You should be especially vigilant if a ‘bank’ email requests sensitive information from you (e.g., your online banking account password). To confirm the legitimacy of the email, you can compare its content (writing style, logos, subject) with previous, legitimate emails from your bank.
If you think an email is suspicious, don’t reply, instead forward it to your bank by typing in the address yourself. Don’t click on the link or download the attachment. First, make sure that the links lead to the real viva.com website and not some suspicious web address before clicking on them.
Finally, watch out when using a mobile device. It might be harder to spot a phishing attempt from your phone or tablet. And when in doubt, double check on your bank’s website or give the bank a call.
Another widespread type of online fraud is Smishing. The term is a combination of the words SMS and Phishing and it refers to the attempt by fraudsters to acquire personal, financial or security information by text message.
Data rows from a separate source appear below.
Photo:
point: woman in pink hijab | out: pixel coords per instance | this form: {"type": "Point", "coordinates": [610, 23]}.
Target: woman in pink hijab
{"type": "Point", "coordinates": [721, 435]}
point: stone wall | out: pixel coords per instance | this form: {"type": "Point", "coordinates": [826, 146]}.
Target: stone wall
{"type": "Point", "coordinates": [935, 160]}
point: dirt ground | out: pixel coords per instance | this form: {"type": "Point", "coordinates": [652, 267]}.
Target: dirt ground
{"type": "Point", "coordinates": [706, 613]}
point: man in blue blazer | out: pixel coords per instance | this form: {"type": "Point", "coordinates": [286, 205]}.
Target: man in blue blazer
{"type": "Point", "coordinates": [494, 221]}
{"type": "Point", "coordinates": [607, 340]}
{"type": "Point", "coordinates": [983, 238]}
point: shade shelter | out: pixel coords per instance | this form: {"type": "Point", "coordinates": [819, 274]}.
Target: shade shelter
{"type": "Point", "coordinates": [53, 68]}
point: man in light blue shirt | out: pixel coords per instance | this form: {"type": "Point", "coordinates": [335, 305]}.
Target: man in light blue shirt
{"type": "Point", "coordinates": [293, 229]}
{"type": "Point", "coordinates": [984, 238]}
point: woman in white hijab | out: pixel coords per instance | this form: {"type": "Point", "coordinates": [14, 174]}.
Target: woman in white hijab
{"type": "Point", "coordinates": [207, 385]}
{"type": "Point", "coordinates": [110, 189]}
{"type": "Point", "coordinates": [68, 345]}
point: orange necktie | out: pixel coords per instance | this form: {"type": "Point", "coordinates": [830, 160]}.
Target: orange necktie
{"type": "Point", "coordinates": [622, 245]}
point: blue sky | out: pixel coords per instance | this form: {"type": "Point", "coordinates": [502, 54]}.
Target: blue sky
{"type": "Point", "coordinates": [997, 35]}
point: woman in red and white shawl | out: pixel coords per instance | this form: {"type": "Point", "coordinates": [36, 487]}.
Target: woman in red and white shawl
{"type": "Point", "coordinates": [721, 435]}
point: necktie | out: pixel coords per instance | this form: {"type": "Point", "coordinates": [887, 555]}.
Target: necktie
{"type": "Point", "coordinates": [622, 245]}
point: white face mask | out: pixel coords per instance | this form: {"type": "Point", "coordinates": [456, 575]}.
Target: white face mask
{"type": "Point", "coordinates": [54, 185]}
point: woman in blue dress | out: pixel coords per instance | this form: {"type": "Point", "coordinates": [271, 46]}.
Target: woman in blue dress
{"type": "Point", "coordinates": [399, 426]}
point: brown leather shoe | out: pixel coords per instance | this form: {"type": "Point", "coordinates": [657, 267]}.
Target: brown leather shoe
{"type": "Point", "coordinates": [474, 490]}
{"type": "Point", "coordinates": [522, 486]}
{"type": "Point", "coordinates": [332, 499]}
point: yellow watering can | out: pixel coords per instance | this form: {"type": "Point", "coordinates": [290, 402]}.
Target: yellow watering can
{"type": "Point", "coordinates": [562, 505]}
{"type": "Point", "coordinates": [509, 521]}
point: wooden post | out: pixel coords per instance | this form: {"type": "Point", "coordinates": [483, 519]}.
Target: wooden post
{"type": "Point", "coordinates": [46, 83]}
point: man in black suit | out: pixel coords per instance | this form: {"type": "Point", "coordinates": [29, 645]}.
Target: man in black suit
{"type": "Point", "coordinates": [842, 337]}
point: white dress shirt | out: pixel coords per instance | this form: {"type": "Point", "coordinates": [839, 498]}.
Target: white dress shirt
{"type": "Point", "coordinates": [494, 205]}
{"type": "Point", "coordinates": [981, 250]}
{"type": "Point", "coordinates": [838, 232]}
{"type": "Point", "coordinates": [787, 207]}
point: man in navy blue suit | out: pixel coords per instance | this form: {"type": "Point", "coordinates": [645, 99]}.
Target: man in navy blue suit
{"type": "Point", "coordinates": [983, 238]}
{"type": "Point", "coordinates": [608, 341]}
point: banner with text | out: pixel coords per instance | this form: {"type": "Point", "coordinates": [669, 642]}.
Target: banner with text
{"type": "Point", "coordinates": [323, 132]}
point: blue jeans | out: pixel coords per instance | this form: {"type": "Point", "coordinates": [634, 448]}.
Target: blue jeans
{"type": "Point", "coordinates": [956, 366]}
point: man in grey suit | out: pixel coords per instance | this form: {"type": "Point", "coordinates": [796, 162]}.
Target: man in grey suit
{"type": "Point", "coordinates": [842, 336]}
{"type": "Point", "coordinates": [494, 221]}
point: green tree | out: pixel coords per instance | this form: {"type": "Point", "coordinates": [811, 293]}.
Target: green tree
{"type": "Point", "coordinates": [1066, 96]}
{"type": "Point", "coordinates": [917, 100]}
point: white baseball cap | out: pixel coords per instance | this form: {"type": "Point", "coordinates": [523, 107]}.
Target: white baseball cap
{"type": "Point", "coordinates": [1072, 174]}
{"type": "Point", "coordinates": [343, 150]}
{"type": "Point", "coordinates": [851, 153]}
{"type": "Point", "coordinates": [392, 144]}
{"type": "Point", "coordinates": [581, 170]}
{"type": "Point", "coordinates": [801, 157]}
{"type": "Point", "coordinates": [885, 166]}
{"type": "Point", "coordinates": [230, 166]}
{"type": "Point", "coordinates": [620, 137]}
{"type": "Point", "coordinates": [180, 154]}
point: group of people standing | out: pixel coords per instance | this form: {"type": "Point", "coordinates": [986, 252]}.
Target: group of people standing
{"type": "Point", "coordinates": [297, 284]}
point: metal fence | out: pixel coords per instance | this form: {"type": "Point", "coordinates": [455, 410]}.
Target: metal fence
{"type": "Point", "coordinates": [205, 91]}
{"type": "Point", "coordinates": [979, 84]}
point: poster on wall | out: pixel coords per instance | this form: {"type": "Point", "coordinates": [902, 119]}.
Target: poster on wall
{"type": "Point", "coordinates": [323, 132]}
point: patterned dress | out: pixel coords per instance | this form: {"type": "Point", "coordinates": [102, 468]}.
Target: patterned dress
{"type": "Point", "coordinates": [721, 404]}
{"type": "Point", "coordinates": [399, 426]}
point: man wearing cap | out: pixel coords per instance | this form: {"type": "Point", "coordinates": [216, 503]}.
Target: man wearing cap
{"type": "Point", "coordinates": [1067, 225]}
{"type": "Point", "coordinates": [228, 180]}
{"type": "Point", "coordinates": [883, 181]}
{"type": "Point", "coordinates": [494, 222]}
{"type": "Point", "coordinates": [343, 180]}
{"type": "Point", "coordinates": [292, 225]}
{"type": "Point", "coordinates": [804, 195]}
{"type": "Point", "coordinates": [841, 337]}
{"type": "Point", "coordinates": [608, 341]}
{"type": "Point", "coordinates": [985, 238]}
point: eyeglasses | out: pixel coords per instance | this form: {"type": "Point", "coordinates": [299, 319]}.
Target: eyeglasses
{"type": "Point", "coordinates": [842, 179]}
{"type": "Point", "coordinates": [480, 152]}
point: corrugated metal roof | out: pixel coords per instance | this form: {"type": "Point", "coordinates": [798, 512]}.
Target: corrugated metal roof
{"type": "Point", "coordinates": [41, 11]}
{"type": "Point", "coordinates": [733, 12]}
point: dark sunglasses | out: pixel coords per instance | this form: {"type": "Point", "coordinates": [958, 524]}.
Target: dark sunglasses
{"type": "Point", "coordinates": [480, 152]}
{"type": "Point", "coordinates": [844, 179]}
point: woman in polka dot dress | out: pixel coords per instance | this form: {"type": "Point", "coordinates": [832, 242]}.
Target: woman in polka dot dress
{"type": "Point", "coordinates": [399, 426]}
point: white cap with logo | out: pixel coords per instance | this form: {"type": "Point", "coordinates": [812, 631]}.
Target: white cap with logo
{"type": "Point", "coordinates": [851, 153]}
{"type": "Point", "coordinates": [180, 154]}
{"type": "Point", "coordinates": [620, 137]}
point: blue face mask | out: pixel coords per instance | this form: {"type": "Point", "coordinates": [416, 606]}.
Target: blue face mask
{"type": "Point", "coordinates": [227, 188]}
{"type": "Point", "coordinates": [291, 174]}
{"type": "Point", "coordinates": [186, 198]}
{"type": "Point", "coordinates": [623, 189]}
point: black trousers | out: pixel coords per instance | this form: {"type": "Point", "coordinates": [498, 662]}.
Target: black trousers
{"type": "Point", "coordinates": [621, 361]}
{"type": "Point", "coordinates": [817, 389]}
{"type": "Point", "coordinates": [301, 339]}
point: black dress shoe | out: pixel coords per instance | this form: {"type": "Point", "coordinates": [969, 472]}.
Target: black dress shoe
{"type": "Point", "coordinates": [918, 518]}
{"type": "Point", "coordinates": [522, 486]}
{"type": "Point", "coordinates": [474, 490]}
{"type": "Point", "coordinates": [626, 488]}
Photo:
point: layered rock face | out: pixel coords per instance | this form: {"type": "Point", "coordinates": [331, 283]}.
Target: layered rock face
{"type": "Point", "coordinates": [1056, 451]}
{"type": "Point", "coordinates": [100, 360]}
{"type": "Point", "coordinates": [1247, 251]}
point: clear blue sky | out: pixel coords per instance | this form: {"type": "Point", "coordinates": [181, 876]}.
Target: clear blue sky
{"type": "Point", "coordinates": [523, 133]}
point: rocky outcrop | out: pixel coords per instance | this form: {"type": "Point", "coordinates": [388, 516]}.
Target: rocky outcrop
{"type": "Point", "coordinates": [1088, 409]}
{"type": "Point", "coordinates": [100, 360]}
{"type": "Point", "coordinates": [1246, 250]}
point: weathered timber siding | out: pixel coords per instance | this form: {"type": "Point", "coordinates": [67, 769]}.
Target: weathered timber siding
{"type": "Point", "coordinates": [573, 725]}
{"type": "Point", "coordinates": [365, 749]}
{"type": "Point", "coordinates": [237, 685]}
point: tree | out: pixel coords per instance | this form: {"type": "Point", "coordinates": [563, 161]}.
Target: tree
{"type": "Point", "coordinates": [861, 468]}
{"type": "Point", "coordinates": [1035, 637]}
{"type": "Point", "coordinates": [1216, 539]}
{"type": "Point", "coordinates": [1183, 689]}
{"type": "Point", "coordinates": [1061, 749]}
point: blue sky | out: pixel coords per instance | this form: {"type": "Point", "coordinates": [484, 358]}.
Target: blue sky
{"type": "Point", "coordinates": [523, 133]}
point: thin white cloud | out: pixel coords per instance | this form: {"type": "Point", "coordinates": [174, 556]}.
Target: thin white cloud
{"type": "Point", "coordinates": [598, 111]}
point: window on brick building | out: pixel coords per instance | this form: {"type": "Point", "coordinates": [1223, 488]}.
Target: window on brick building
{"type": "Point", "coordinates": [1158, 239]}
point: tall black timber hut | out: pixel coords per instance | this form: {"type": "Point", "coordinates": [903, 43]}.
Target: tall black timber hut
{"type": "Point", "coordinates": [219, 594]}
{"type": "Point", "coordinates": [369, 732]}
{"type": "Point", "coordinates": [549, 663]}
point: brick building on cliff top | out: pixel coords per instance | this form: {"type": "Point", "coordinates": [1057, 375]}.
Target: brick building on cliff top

The text message may use language that transmits a sense of urgency and will typically ask you to click on a link or call a phone number in order to ‘verify’, ‘update’ or ‘reactivate’ your account. But...the link leads to a bogus website and the phone number leads to a fraudster pretending to be the legitimate company.
As with fraudulent emails, you shouldn’t be rushed when dealing with a suspicious text message. Take your time and make the appropriate checks before responding.
For starters, don’t ever click on links, attachments or images that you receive in unsolicited text messages without first verifying the sender. And in no case should you ever respond to a text message that requests your PIN or your online banking password or any other security credentials.
Always keep in mind that your bank will never ask you for sensitive information such as your online account credentials over the phone or email. For your safety, check your bank account regularly and report any suspicious activity to your bank and be very careful about how much personal information you share on social networking sites.
At last, if you think you might have responded to a smishing text and provided your bank details or fallen victim to Phishing, contact your bank immediately.